When my husband returned from his “we-didn’t-know-it-then-but-life-as-we-knew-it-had-changed” journey, he deposited a ball of soft fur on the front porch at my feet and headed back towards the car to clean up the doggy vomit, muttering “This dog is not off to a good start at being man’s best friend.” So, while Wayde cleaned the car’s carpet, I cleaned up the puppy and we got acquainted. That first day, he followed me around whining, and when I tucked him into his bed in the small bathroom downstairs (thinking it was “cozy” for him), the whines soon turned into howls as only a hound dog can deliver. And, by the way, tile bathrooms make for excellent echoes. All night. ALL night.
No one had warned us about this—about a puppy being so much like a baby in so many ways. Needing “to go” in the middle of the night, needing reassurances in the middle of the night, being scared of thunder and losing his baby teeth! But there were good moments, too, which thankfully out-numbered and out-weighed the bad. Like watching him attack the falling snowflakes that had, at first, freaked him out. Or, watching him try to catch a toad while my husband was trying to catch him! (The toad would hop, making Socrates hop, making my husband—outside in the middle of the night wearing only shorts and a pair of combat boots—hop, too. (Laughter at 2 am while one’s husband is trying to catch a frolicking, barking puppy is not truly appreciated. Just saying.)
As Socrates grew, he had some tremendous successes. Wayde celebrated as only a man can the first time his man-dog hiked a leg to pee. Wayde celebrated less when Soci leaped to protect a man being taken hostage by a strange, wheeling creature; the Marine colonel riding the bike was less than thrilled, as well. (Soci was only a nickname—although the reference to Japanese rice wine actually fit him much better than the name of the imminent Greek.) Socrates was also a successful musician, cocking an ear and then howling along when my husband would play his guitar. (It couldn’t possibly have been a reflection of Soci’s opinion of his master’s playing ability. Or could it…?)

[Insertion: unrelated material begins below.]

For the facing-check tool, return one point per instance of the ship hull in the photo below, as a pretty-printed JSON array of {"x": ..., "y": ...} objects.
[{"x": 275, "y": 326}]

Aside from adding the hound to our family of two, Wayde and I spent a good amount of time exploring the area—the homes of George Mason and George Washington, the Smithsonian and other attractions in downtown D.C., The Brickskeller in Georgetown, Potomac Mills mall, numerous battlefields and other historic sites. The memorials—especially the Lincoln and Jefferson memorials—are exquisite at night. One cold evening, my husband took me to the Kennedy Center, where we saw the Bolshoi Ballet with the Osipov Balalaika Orchestra. I wore a backless black knit dress with black heels, under a white wool dress coat and a teal wool scarf. Man, I looked good! (If I do say so myself!)
We had our fun with other Marines, too. We had a group of about six or seven couples that we socialized with—taking turns hosting this or that at our homes. (Our home, by the way, was a 3-bedroom townhouse that we only got because no one else on the base housing list was in the area the 30th of December! We didn’t have furniture for a 3-bedroom house—in fact, we really only had our bedroom furniture, so the base supplied the rest of what we needed! Awesome for a couple who had been struggling financially for the first two years of marriage. ) Once I even became a superhero for a few minutes one night when I drove hot pizza out to Wayde’s company, where they were bivouacked in the woods! Ah, Quantico… Semper Fi.